Magneto-optical Kerr-effect measurements under pulsed magnetic fields over 40 T using a compact sample fixture
Atsutoshi Ikeda, Sota Nakamura, Soichiro Yamane, Kosuke Noda, Akihiko Ikeda, Shingo Yonezawa
TL;DR
This work presents a compact, non-metallic ferrule-based sample fixture integrated with an all-fiber, loop-less Sagnac interferometer and a phase-resolved numerical lock-in analysis to enable polar magneto-optical Kerr effect measurements in ms-scale pulsed magnetic fields up to 43 T. By extracting the Kerr signal from time-resolved data and correcting for linear Faraday backgrounds, the method achieves ~0.1 mrad Kerr-angle resolution and demonstrates measurable Kerr signals in Fe, Ni, and Fe$_3$O$_4$ at both room temperature and 77 K. The approach uses a phase-aware analysis with optimal modulation depth and a robust, plug-and-play setup suitable for high-field facilities, enabling investigations of magnetic properties in extreme conditions and for thin films or non-transparent materials.
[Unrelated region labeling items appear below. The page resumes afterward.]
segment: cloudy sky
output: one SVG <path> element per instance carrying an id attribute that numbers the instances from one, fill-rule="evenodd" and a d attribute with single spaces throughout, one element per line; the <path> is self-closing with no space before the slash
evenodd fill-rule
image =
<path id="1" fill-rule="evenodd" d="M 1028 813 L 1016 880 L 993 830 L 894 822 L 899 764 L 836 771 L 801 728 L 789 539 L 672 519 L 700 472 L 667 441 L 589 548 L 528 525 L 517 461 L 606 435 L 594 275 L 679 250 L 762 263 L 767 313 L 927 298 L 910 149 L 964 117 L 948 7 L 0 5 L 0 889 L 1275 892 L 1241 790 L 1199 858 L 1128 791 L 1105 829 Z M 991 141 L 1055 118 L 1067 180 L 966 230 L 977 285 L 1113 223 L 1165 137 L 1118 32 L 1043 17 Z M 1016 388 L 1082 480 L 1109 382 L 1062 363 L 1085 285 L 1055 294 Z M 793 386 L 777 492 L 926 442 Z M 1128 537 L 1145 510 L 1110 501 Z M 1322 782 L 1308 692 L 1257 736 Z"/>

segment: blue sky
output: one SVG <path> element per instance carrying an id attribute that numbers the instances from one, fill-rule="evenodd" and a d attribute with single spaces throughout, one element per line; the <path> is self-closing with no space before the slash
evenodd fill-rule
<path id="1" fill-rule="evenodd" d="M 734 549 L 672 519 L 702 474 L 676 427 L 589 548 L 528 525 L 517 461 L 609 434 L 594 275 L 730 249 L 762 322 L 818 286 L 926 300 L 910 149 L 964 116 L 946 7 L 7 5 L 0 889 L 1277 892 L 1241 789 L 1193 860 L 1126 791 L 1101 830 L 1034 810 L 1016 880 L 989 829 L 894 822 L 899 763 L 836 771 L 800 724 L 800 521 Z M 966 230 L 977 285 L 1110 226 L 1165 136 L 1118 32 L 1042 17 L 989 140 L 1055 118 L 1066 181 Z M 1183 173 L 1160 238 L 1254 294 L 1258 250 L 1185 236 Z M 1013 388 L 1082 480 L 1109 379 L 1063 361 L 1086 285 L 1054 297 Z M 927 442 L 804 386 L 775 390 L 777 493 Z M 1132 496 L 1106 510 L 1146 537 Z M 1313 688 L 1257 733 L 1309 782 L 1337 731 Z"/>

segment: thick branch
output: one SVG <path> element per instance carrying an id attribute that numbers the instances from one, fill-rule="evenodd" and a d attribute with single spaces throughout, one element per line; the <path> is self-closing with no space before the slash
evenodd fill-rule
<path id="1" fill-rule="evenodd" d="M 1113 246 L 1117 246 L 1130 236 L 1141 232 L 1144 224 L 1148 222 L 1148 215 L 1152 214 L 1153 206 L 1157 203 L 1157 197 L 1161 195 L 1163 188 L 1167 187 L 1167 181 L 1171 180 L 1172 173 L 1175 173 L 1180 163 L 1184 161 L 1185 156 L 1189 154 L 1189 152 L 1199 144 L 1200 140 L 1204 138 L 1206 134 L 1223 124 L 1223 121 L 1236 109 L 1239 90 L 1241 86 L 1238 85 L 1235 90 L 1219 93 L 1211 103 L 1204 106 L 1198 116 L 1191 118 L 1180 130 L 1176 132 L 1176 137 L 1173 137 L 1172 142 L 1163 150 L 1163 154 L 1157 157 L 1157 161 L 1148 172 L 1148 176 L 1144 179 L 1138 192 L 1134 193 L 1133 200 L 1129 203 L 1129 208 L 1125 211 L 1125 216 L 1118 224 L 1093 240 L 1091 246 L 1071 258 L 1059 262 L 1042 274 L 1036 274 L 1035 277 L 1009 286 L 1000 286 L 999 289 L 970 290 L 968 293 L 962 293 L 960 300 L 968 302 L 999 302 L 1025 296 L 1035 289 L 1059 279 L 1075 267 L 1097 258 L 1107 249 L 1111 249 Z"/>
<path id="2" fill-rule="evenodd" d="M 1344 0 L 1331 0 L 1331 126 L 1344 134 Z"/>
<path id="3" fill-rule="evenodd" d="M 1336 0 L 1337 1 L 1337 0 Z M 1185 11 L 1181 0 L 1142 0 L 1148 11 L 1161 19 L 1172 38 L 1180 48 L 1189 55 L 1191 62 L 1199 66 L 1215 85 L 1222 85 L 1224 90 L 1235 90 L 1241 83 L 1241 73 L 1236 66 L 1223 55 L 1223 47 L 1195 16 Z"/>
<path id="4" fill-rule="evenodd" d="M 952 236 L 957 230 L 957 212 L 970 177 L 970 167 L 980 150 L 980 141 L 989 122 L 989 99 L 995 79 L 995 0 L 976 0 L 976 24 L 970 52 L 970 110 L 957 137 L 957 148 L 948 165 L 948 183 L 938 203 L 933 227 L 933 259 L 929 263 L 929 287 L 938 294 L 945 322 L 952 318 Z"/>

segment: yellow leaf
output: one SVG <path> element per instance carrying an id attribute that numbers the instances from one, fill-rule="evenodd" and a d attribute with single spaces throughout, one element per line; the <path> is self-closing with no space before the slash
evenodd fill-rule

Overall, this technique broadens the experimental accessibility of MOKE under extreme magnetic fields and supports high-throughput exploration of field-induced magnetic phenomena.
Abstract
The magnetic field is one of the most fundamental control parameters in materials science. A pulsed magnetic-field apparatus can generate high magnetic fields that are inaccessible by conventional DC-field magnets. One important issue is that measurement techniques compatible with pulsed fields are rather limited due to short pulse duration and large electromagnetic or mechanical noise originating from field pulses. The magneto-optical Kerr effect (MOKE), the change in the state of light polarization upon reflection from magnetic materials, has the potential to become a powerful tool for investigation of magnetic properties of a wide range of materials including non-transparent materials or thin films in pulsed fields. Nevertheless, since the MOKE response is typically very small, MOKE measurements under pulsed fields are quite challenging. Here, we present a new method to measure polar MOKE under high pulsed magnetic fields of 2-ms pulse width. The keys of this new technique are a ferrule-based compact sample-fiber fixture and a phase-resolved numerical lock-in analysis, combined with the high-resolution optical apparatus based on an all-fiber loop-less Sagnac interferometer. We succeeded in measuring MOKE signals from various ferromagnetic or ferrimagnetic samples above 40 T and down to 77 K, significantly extending the limits of previously reported pulse-field MOKE measurements. Our apparatus is simple enough to be compatible with larger-scale experiments in pulse-field facilities, thus becoming a new promising tool to optically investigate material properties in pulsed fields.